Karolina Konstańczak
Karolina Konstańczak
East News

Chociaż Timea Bacsinszky przegrała pierwszego seta 4:6 w starciu z Simoną Halep w ramach ćwierćfinału turnieju WTA Premier Mandatory w Miami, rozstrzygnęła na swoją korzyść dwa kolejne i awansowała do najlepszej "czwórki".

- Wróciłam z dalekiej podróży - powiedziała 20. obecnie na świecie Bacsinszky. - Pierwszy set był naprawdę trudny. [Simona] jest niesamowitą tenisistką i wielką wojowniczką.


Bacsinszky przyznała, że Halep ją inspiruje, ponieważ wkłada wiele pracy w odpowiednie przygotowanie.

- Od ubiegłego roku [Simona] jest również dla mnie inspiracją, ponieważ wierzę w ciężką pracę, a ona jest jedną z tych tenisistek, które poświęcają naprawdę dużo czasu na treningi i odpowiednie przygotowanie.
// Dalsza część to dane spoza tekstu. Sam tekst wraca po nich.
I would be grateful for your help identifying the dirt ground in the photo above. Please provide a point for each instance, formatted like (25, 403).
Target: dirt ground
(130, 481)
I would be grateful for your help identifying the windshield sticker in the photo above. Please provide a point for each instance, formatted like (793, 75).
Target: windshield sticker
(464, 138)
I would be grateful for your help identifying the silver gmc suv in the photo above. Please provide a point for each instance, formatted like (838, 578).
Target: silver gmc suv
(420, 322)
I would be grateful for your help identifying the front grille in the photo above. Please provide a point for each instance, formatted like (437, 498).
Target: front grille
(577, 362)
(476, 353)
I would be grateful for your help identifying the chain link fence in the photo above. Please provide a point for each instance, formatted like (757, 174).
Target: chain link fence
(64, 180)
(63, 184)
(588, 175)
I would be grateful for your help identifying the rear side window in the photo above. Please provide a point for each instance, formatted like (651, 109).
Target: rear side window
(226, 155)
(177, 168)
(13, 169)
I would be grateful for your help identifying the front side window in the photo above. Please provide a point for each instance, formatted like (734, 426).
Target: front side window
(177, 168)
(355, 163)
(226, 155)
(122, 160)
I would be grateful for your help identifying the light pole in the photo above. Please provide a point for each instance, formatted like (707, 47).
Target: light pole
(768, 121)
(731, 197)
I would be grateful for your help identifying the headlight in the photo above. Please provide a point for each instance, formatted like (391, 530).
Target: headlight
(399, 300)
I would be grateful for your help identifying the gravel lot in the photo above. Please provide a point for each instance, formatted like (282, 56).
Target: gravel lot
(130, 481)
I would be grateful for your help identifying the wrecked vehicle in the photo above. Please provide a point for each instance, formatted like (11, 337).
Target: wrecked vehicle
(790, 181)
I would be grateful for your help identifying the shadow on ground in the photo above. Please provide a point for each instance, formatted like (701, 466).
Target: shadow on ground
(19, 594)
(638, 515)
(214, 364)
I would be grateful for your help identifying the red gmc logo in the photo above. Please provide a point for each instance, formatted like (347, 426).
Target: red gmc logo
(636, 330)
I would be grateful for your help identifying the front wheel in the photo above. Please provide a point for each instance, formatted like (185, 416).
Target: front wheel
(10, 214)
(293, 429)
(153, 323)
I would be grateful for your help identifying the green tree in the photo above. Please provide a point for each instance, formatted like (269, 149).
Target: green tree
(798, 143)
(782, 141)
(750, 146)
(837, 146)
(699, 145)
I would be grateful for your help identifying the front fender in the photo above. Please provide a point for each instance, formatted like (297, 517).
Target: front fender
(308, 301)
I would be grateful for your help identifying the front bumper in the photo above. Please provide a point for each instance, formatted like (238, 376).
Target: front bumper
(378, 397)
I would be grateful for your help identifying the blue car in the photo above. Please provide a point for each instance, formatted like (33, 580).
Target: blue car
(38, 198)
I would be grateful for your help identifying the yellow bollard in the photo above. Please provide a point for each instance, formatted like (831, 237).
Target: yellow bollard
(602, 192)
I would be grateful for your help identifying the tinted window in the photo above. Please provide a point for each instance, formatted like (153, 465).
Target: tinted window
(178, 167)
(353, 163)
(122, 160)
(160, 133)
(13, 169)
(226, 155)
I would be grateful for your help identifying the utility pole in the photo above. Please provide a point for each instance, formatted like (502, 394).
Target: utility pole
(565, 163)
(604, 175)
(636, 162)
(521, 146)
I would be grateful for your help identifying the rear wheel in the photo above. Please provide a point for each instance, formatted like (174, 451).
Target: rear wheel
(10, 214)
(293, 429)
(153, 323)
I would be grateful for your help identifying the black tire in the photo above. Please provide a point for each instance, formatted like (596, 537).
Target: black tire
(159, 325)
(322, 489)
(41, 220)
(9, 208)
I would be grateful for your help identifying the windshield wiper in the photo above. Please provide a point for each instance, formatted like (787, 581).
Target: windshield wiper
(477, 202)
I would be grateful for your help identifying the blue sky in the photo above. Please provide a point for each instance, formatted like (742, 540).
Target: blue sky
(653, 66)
Cieszę się, że mogłam zaprezentować się tak dobrze w starciu z nią i wygrać spotkanie - dodała.

W swoim pierwszym półfinale w obecnym sezonie Szwajcarka spotka się ze Swietłaną Kuzniecową, która pokonała Jekaterinę Makarową.

W drodze do najlepszej "czwórki" w Miami Bacsinszky pokonała m.in. Anę Ivanović, Agnieszkę Radwańską - wówczas po raz pierwszy okazała się lepsza od tenisistki z Top 3 - oraz Simonę Halep.

Oglądaj mecze WTA Tour z udziałem Igi Świątek, Magdy Linette i innych topowych zawodniczek w serwisie CANAL+ online. (link sponsorowany)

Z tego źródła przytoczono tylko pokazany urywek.